Checking for Undelivered Messages

The migration process minimizes system downtime by preserving the connectors’ states in the existing deployment. However, these states reflect only the last change received and acknowledged by the Message Queue. Therefore, you do not know whether the message was actually delivered and applied to the destination connector.

This behavior does not cause problems as long as the Message Queue remains the same. However, you will lose any messages on the Message Queue during the migration process when you install Message Queue 3.6.

You must verify that the synchronization topics on the existing Message Queue do not have any undelivered messages before you proceed with the migration. The Identity Synchronization for Windows checktopics utility enables you to verify that all the synchronization topics are empty and the system is not causing any problem.

ProcedureUsing the checktopics Utility

The checktopics utility is delivered in the migration directory of the Solaris/SPARC and the Windows Identity Synchronization for Windows 6.0 package.


Note –

The prerequisite to run checktopics is a Java Virtual Machine.


When you run the checktopics utility, it connects to the configuration directory, which contains information about Synchronization User Lists (SULs) and current synchronization topic names used in Message Queue. In addition, when you run checktopics, it queries Message Queue to check how many outstanding messages remain on each active synchronization topic and then displays this information for you.

To execute the checktopics command line utility:

  1. Open a Terminal window and cd to the migration directory.

  2. From a command prompt, type the subcommand as follows.


    java -jar checktopics.jar -h hostname \
     -p port -D bind-DN \
     -w bind-password -s root-suffix \
     -q configuration-password -Z
    

    For example,

    java -jar checktopics.jar -D "cn=directory manager" -w - -s "dc=example,dc=com" -q -Z


    Note –

    For more information about the checktopics arguments, see Common Arguments to the Idsync Subcommands in Sun Java System Directory Server Enterprise Edition 6.3 Installation Guide. For more information about using checktopics, see Checking for Undelivered Messages.

    After running checktopics, check your terminal for the following messages:

    • If the operation succeeds, the terminal window displays a message stating that there are no outstanding messages in the logs.

    • If the operation fails, an appropriate error message is displayed with an error identifier.

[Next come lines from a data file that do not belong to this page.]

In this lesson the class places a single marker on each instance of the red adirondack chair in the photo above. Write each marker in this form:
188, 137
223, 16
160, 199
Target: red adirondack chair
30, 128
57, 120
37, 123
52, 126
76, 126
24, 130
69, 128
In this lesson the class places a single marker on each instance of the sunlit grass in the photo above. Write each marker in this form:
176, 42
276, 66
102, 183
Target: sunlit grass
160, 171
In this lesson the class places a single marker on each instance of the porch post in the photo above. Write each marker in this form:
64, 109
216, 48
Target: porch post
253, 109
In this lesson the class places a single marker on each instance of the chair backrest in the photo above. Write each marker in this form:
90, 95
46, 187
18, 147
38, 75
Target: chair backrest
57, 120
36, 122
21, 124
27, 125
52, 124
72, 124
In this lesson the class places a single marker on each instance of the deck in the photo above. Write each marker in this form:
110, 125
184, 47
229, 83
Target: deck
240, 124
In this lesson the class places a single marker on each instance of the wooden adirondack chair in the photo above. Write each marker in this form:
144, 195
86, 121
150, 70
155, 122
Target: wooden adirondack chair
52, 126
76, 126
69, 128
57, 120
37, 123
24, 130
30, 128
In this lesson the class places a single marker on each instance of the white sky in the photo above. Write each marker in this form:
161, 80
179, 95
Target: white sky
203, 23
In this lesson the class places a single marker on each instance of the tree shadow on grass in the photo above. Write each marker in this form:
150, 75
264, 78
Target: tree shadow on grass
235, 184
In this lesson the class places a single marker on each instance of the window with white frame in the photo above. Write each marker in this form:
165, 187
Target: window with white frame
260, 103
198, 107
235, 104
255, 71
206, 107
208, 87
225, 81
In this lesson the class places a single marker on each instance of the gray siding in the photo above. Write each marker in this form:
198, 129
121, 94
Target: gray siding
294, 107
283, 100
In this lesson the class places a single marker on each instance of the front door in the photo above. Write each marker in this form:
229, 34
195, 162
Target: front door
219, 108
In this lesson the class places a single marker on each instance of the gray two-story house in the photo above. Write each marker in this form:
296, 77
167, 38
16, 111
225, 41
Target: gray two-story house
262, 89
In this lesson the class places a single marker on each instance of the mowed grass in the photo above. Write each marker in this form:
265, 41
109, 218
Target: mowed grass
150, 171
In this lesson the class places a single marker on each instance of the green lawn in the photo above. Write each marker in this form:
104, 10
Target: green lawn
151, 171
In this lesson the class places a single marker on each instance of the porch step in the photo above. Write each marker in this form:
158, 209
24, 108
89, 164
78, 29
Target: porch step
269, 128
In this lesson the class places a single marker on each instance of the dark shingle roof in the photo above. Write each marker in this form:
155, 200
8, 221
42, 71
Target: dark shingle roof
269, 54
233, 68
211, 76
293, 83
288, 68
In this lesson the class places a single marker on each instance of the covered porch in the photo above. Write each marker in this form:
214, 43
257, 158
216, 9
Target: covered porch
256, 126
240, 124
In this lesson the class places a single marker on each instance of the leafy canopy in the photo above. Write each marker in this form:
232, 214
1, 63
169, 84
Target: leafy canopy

ProcedureTo Clear Messages

If any of the active synchronization topics contain outstanding messages, use the following procedure to clear the messages.

  1. Restart synchronization.

  2. Wait until the messages are applied to the destination connector.

  3. Stop synchronization.

  4. Rerun checktopics.

Forcing Password Changes on Windows NT

On Windows NT, password changes are not monitored and new password values are not captured during the migration process. Consequently, you cannot determine new password values after the migration process.

Instead of requiring all users to change passwords when you finish migrating to 6.0, you can use the forcepwchg command-line utility to require a password change for all the users who changed passwords during the migration process.


Note –

The forcepwchg utility is available only in the Windows packages.


You can find the forcepwchg utility in the Windows migration directory. Execute forcepwchg directly from that directory. No additional installation steps are necessary.

You must run forcepwchg on the Primary Domain Controller (PDC) host where the NT components (connector, Change Detector DLL, and Password Filter DLL) are installed. You cannot run forcepwchg remotely.

The forcepwchg utility also prints the account names (one name per line) that it is trying to migrate. If an error occurs during the migration process, look into the next entry to the last printed entry.